Quant aux gouvernements, ils devront identifier les changements qui seront nécessaires pour atteindre les nouveaux objectifs et s’y préparer. Ils devront par exemple investir dans les services essentiels pour que chacun puisse réaliser son potentiel, mettre en place un cadre juridique et politique propice à une consommation plus responsable et consacrer davantage d’investissements à l’infrastructure durable. Il leur faudra aussi promouvoir une gouvernance plus transparente et plus inclusive pour que chacun contribue selon ses moyens et puisse vivre en toute liberté, dans un monde plus sûr, plus uni et plus équitable.

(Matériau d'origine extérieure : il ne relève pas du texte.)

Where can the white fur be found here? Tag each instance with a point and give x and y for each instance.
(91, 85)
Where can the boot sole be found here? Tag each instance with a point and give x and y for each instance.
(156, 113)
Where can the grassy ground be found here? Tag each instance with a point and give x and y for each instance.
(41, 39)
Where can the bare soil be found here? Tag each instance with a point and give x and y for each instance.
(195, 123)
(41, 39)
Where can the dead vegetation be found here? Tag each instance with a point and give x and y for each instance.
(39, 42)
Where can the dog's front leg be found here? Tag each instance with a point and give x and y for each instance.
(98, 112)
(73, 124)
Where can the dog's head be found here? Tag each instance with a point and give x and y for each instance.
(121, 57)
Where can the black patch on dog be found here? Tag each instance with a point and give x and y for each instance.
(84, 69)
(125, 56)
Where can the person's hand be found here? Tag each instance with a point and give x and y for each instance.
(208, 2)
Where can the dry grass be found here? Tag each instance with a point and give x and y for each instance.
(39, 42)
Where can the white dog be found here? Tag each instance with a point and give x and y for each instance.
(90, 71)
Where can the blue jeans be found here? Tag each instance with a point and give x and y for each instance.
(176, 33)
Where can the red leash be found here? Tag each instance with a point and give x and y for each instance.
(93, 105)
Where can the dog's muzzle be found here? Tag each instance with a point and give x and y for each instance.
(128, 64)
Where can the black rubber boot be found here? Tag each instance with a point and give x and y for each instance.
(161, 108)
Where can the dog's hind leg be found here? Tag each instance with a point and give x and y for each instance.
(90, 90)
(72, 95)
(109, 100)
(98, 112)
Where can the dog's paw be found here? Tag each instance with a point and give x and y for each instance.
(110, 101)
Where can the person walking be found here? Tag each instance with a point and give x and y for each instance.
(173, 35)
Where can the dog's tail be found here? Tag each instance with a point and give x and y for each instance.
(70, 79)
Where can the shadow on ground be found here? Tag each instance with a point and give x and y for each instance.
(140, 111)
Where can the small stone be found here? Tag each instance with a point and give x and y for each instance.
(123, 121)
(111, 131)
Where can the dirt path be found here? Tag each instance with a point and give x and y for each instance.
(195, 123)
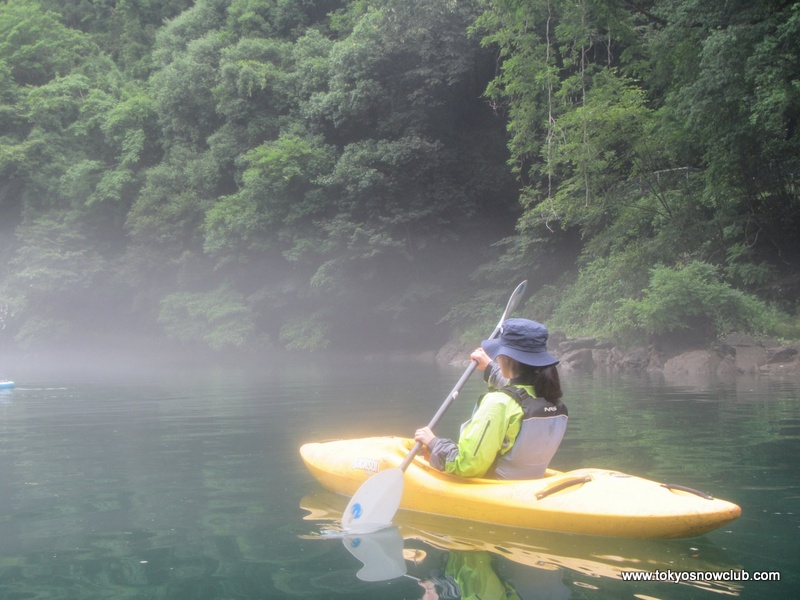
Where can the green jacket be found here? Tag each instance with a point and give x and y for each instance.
(474, 575)
(490, 432)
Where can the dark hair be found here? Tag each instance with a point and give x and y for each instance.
(545, 380)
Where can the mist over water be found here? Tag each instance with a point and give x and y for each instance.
(157, 477)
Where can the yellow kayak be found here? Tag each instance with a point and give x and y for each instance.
(586, 501)
(596, 557)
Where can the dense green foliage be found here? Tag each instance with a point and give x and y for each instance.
(309, 173)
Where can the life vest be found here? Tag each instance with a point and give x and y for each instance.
(541, 431)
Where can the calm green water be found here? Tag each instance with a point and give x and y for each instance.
(189, 485)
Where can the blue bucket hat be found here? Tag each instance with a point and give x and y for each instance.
(523, 340)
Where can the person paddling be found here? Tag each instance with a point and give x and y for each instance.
(518, 425)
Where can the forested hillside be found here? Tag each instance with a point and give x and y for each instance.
(379, 174)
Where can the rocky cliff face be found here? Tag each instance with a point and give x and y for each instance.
(735, 355)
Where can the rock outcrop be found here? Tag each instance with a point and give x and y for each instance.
(736, 354)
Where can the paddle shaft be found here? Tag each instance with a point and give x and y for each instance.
(512, 304)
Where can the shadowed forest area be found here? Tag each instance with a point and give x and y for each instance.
(380, 174)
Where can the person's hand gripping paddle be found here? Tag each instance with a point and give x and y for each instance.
(374, 504)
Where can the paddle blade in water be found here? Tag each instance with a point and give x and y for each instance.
(375, 502)
(381, 552)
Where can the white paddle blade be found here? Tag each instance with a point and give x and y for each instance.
(374, 503)
(381, 552)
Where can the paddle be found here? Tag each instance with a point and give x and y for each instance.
(375, 503)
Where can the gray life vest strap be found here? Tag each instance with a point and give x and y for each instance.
(541, 431)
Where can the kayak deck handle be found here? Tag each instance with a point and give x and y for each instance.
(683, 488)
(563, 485)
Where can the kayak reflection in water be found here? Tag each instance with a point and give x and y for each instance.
(474, 575)
(518, 425)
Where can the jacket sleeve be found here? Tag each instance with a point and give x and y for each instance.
(481, 440)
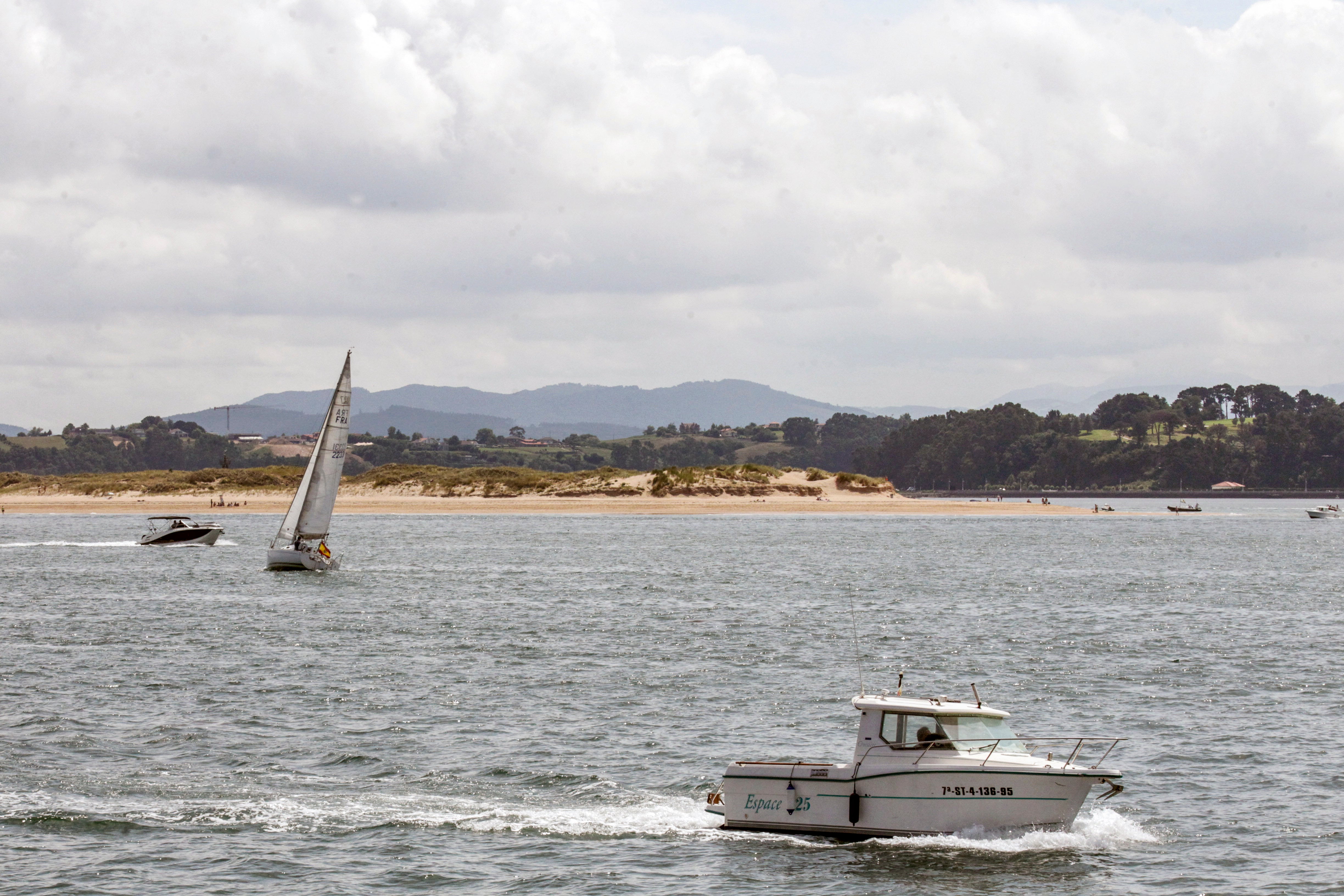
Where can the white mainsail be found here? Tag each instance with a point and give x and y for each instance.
(311, 512)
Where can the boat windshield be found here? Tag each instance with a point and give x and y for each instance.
(980, 734)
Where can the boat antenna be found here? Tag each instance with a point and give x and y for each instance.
(858, 657)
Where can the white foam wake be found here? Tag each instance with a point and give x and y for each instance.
(1101, 831)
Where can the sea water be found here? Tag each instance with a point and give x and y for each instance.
(526, 704)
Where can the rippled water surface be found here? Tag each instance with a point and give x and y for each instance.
(525, 704)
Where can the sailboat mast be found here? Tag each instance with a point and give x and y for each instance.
(311, 510)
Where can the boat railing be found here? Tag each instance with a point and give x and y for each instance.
(1033, 745)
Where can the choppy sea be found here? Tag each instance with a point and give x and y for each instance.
(538, 704)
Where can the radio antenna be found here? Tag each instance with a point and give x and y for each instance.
(858, 657)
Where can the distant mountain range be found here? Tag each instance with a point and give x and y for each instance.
(612, 411)
(607, 411)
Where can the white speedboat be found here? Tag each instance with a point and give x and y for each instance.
(181, 530)
(302, 542)
(921, 768)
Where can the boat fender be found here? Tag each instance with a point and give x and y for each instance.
(1115, 789)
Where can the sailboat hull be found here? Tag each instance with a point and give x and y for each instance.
(291, 561)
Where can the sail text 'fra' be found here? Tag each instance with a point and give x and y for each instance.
(302, 542)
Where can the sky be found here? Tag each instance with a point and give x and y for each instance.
(920, 202)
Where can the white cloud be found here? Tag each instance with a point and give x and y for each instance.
(503, 194)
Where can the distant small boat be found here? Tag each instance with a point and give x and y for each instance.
(302, 542)
(181, 530)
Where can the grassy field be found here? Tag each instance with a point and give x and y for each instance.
(33, 441)
(158, 481)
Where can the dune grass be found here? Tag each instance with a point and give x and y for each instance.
(491, 481)
(158, 481)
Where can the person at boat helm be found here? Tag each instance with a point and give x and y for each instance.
(931, 737)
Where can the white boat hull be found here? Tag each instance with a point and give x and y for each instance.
(900, 802)
(290, 559)
(185, 535)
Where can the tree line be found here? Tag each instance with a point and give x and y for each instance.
(1272, 440)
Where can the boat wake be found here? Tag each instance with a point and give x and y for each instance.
(71, 545)
(1101, 831)
(648, 816)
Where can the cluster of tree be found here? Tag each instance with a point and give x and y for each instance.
(639, 455)
(149, 445)
(1276, 441)
(833, 445)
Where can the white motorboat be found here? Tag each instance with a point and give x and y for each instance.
(181, 530)
(302, 542)
(921, 768)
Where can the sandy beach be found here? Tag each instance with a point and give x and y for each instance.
(363, 499)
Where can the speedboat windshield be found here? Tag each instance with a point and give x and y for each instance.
(982, 734)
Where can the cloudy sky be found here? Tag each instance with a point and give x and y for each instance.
(867, 203)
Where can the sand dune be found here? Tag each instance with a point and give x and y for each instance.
(788, 494)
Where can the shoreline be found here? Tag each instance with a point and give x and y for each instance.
(782, 496)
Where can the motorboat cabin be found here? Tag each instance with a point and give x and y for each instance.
(181, 530)
(932, 766)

Au niveau international, le système des Nations Unies doit être prêt à apporter aux pays l’appui dont ils ont besoin. Nous devons également veiller à ce que les décisions d’ordre économique prises par des instances internationales telles que la Banque mondiale, le FMI, le G20 et d’autres cadrent bien avec le Programme de développement durable.

Dans le domaine de la paix et la sécurité, il faut que l’ONU change pour mieux être à même de mieux prévenir les conflits et mieux protéger les droits de l’homme, en intervenant avant qu’il ne soit trop tard.

La réalisation des objectifs de développement durable exige également la participation du secteur privé, dont les activités doivent être alignées sur la philosophie qui sous-tend les nouveaux objectifs. Les entreprises peuvent tirer parti de leur esprit d’innovation pour soutenir le développement durable et unir leurs forces avec celles des gouvernements et d’autres acteurs clefs pour soutenir et financer la réalisation des nouveaux objectifs. Je pense notamment aux institutions financières, qui doivent adhérer à l’idée du changement. Les gouvernements doivent mettre en place un cadre règlementaire et fiscal propre à convaincre le secteur privé que l’investissement vert est rentable non seulement pour l’environnement et l’avenir de l’humanité, mais aussi pour les affaires. Enfin, le changement ne sera pas possible sans l’action de la société civile et la pression des simples citoyens. Les organisations non gouvernementales devront tenir les gouvernements comptables des engagements qu’ils ont pris en 2015. Les fondations caritatives devront soutenir des causes qui servent les objectifs de développement durable et collaborer plus efficacement avec les pouvoirs publics et les autres parties prenantes. Les particuliers, jeunes ou moins jeunes, peuvent utiliser les moyens extraordinaires offerts par les technologies de l’information pour devenir les principaux moteurs de la mise en œuvre. 2015 a été une année de progrès incroyables; 2016 doit être celle où la transformation nécessaire pour un monde plus juste et plus viable portera ses premiers fruits.